Meghan Warren, who aspires to be a fourth-grade teacher, doesn’t
remember what happened. She spent what she described as a long, peaceful dream
in Hawaii, a locale she visited with her family when she was a teenager. She
heard someone say she was going to be OK. She knows it was God, she said.
Outside the hospital walls, thousands of people prayed for the
bride-to-be, even in other states and countries. A prayer vigil was held in
Warren.
Meghan Warren said she believes those prayers saved her, and
she’s alive for a reason — though she’s not sure yet what it is.
A few hours after warming up, she was able to follow some basic
commands from doctors.
“Every few hours, it was like something new, something hopeful,”
Dave Warren said.
He described the experience in the online diary: “The progress
during day 5 was like the miracle of a rose opening its bud.”

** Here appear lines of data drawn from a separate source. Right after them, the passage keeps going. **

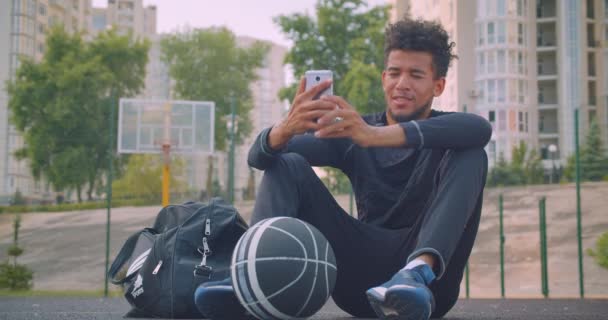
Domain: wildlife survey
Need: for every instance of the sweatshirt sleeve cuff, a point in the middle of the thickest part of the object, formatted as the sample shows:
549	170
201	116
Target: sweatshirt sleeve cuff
266	149
413	134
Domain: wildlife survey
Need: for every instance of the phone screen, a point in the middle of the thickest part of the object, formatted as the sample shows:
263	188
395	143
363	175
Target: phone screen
314	77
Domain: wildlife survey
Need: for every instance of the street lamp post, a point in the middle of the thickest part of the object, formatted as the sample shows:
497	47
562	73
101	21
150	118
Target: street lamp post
232	127
553	152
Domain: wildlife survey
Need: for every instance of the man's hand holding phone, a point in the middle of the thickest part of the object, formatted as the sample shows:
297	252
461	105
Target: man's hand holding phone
304	112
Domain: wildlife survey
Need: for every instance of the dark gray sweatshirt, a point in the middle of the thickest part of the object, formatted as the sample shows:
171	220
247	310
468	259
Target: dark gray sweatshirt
391	185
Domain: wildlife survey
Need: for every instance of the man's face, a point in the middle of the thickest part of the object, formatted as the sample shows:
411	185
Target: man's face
409	85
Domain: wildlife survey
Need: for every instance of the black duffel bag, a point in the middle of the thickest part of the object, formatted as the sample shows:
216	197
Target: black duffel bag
159	268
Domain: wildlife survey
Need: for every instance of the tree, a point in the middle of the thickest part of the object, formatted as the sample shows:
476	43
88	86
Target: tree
344	37
143	177
593	158
347	38
525	168
15	276
208	65
61	105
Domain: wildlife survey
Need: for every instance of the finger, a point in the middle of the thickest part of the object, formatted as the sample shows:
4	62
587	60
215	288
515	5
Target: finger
338	101
332	130
316	105
302	86
317	89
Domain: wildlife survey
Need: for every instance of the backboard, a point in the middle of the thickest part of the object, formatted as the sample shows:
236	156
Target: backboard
144	126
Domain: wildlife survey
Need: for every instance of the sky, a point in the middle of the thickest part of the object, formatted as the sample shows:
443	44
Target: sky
244	17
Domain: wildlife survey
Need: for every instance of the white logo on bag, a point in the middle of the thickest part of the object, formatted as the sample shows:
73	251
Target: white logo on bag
138	287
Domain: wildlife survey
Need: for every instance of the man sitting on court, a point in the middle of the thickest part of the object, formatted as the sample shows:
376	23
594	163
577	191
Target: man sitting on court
418	176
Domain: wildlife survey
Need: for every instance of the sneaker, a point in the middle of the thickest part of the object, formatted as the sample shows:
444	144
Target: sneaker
217	300
406	296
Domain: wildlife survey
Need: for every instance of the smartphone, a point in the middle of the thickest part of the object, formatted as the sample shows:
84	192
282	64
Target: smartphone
314	77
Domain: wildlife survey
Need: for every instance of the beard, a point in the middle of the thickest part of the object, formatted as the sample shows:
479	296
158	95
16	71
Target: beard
416	115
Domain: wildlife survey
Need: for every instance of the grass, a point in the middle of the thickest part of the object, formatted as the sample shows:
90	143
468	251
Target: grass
59	293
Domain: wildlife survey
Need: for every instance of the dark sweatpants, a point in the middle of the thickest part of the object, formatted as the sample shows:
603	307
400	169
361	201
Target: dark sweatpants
368	255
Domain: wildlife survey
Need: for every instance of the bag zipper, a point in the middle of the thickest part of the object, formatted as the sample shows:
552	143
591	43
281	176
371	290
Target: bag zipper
203	269
160	263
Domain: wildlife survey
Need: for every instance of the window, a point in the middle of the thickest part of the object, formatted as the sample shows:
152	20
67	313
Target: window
491	91
502	32
512	64
592	93
520	8
501	8
520	63
502	120
491	62
512	89
502	61
481	63
501	84
490	32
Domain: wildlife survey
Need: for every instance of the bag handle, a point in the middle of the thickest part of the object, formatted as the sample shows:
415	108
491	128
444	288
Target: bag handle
123	256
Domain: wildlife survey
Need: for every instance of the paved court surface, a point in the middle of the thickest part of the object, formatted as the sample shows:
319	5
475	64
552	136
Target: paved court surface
474	309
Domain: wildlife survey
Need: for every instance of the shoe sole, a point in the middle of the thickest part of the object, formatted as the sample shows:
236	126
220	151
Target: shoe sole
399	305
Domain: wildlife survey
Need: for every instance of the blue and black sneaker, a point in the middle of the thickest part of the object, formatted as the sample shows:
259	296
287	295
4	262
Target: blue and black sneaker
405	296
217	300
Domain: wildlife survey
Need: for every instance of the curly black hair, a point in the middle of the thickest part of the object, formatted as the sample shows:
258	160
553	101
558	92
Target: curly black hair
421	35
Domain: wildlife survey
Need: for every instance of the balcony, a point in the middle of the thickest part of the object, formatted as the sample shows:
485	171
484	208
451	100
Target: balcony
546	36
547	64
547	122
546	9
547	92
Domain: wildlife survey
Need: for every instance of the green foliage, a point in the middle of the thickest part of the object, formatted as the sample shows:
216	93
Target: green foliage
61	105
525	168
346	37
143	175
601	251
18	199
593	158
15	276
207	65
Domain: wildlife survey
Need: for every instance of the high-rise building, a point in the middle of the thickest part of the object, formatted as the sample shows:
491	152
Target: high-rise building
23	27
534	62
267	110
128	16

Within three days, Meghan Warren was off the ventilator and
walking on her own. And she was focused on marrying Neeme, 28, on the four-year
anniversary of when they met online.
“I knew I was going to get married on Aug. 10,” she said. “I’m
gonna walk down the aisle and marry my fiancé. There was no question in my
mind. I was determined to marry on Aug. 10.”
Devlin didn’t say Warren’s full recovery was unusual, but said
“the results are not the same for everybody.”

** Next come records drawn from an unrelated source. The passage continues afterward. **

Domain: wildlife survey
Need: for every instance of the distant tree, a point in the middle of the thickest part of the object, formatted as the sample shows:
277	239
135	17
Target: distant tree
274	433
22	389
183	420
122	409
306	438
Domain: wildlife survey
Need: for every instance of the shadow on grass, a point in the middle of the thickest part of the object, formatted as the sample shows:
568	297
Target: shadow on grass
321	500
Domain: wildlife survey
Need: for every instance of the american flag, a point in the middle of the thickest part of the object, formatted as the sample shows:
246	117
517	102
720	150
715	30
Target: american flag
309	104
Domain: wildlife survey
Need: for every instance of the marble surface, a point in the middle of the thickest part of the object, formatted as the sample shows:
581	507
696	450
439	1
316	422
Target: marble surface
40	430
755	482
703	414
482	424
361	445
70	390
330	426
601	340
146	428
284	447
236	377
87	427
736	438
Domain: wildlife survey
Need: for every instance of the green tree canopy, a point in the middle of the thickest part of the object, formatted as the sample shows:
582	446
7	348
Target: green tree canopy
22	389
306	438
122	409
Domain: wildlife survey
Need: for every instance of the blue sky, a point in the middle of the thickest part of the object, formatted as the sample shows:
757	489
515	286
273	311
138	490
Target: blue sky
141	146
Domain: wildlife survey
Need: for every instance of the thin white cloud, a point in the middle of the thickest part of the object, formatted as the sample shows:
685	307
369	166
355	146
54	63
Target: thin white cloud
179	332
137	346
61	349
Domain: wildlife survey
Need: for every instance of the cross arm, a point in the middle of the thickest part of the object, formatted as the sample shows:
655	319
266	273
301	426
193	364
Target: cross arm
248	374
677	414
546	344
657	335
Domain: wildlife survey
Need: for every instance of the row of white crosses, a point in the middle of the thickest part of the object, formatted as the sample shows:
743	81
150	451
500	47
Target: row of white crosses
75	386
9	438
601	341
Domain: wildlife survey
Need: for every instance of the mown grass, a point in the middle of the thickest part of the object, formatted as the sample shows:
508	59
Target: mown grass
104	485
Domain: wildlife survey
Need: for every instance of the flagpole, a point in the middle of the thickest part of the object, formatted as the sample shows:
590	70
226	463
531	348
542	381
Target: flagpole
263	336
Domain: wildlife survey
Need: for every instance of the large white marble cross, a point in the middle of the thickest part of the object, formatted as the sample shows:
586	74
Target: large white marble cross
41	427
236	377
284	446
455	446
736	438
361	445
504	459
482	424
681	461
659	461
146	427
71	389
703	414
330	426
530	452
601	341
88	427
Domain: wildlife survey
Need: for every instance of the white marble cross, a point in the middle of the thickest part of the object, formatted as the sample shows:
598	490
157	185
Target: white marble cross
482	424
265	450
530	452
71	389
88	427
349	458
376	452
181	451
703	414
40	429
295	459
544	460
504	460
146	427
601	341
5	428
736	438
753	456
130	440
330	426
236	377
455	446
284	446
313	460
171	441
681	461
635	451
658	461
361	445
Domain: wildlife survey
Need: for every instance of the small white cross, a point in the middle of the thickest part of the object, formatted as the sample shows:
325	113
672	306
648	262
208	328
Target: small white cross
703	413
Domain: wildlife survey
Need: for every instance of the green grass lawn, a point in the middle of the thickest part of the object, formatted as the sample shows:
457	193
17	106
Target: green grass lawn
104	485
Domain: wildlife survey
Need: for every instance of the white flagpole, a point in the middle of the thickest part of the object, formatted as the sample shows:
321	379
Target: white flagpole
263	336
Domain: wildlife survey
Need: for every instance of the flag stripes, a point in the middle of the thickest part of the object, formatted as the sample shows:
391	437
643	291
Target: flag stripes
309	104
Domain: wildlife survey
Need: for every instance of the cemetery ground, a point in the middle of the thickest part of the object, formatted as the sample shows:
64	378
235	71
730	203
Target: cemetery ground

“In every case (like hers), you think this truly is a miracle,”
he said.
Meghan Warren’s gallbladder wasn’t removed because of everything
she went through, but she’s being monitored and has changed her diet — good-bye
beloved coffee, hello fruits and veggies — to keep her gallbladder in check.
She also didn’t have health insurance, and her family is using
the online diary to try to raise funds for her medical bills.
As she continues to recover, Warren is supposed to be resting —
but it’s tough with her pending nuptials. There’s a dress and tux to pick up, a
manicure and pedicure to have, a rehearsal dinner to attend.
Dave Warren said 190 family members and friends are expected for
the wedding at St. Mary Queen of Creation in New Baltimore. But so many others
— like those strangers who prayed or heard about his daughter’s story — just
want to stop by to see her walk down the aisle.
“It means a whole lot more than it did,” he said of walking down
the aisle with his daughter. “We’re not just celebrating a wedding now, we’re
celebrating a life. It’s going to be very special.”